The answer for people who need medicines is coverage, not price controls.

With all due respect, you are dead wrong when you cite the myth that the pharmaceutical industry “is significantly subsidized by taxpayers” (Jan. 22).

The National Institutes of Health, the federal government’s premier biomedical research agency, found in a July 2001 report that only four of 47 drugs with U.S. sales of $500 million a year or more had been developed in part with technologies created with NIH funding. The U.S. pharmaceutical industry spent about $30 billion on research and development alone in 2001. The NIH budget that year was $20.3 billion, and only a part of that sum was actually devoted to pharmaceutical research.
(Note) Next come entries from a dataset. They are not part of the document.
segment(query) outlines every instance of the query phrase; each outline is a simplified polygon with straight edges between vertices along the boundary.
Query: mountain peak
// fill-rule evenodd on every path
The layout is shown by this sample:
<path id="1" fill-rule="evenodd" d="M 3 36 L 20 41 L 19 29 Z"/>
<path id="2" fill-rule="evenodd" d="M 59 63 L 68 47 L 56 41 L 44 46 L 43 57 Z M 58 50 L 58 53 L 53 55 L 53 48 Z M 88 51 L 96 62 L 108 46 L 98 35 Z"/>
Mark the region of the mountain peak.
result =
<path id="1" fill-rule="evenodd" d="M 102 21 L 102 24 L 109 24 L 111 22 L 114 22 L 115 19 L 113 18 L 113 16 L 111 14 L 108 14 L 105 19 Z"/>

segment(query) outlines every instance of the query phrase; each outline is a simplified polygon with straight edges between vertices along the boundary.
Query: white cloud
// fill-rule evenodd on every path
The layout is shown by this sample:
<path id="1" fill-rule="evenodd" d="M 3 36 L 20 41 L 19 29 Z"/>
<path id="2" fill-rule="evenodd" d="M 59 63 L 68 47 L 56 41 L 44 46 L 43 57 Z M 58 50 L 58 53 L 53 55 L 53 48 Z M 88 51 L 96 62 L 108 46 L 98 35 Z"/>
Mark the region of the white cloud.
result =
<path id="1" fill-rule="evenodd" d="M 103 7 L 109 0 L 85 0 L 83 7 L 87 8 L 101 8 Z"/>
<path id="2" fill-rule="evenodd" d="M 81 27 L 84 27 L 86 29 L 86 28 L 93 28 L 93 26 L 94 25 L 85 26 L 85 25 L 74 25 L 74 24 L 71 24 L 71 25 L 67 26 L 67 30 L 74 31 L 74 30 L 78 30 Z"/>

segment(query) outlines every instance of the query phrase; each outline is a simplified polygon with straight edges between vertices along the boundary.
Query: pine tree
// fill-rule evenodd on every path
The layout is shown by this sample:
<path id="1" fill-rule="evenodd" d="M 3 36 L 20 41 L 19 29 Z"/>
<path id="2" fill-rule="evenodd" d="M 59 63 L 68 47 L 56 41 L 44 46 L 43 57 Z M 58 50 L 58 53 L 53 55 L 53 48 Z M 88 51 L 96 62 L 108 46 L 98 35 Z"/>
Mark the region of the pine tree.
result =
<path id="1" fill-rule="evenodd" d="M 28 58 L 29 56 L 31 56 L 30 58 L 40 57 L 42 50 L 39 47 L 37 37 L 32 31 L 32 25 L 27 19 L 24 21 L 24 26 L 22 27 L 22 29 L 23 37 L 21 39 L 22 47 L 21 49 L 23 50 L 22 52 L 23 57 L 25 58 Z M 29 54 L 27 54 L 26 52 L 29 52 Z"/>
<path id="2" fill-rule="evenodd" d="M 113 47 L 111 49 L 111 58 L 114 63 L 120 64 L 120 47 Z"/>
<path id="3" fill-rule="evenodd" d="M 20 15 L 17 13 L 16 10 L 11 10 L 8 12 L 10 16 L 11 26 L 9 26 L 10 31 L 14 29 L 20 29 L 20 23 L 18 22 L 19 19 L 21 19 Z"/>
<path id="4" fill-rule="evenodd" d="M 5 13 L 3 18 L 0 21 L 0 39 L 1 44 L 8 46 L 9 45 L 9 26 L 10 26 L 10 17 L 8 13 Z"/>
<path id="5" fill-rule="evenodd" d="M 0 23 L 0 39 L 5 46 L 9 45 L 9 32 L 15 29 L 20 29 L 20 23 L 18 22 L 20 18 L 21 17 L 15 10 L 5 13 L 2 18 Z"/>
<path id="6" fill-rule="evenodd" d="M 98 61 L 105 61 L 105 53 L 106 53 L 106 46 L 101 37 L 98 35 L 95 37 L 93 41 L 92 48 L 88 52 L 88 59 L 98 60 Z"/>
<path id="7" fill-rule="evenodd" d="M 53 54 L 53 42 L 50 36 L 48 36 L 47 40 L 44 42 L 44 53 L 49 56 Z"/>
Regarding taxes, a PricewaterhouseCoopers analysis found that, according to 1997 data from the Internal Revenue Service, “the pharmaceutical industry paid more tax than 97 percent of all industries (ranking sixth out of 180 industries).”

Since 1980, our industry has spent about $248.2 billion on research and development and developed dozens of medicines for HIV/AIDS, leading to a dramatic reduction in U.S. AIDS deaths over the last seven years. The industry has developed more effective drugs that are largely responsible for reducing heart disease deaths by more than half since 1950, including a one percent drop in 1999 alone, and medicines that have helped cut emphysema deaths by 57 percent and ulcer deaths by 72 percent since 1965.

Ten years ago, there were no medicines available for Alzheimer’s disease. Today, there are four, with 17 others in clinical testing. Cases of bacterial meningitis among young children dropped nearly 80 percent over 11 years after the introduction of a vaccine, saving $135 million a year in avoided hospital costs. Cancer deaths were reduced between 1990 and 1997 as a result of better treatments and earlier detection. Today’s new medicines help many patients avoid the higher cost of surgery and institutionalized care.

Despite an increase in the over-65 population in the 1990s, the nursing home population declined by about 400,000 patients between 1994 and 1999, for a projected savings of about $18.9 billion. The decline is, in part, the result of effective medicines for depression, blood pressure, cholesterol and arthritis.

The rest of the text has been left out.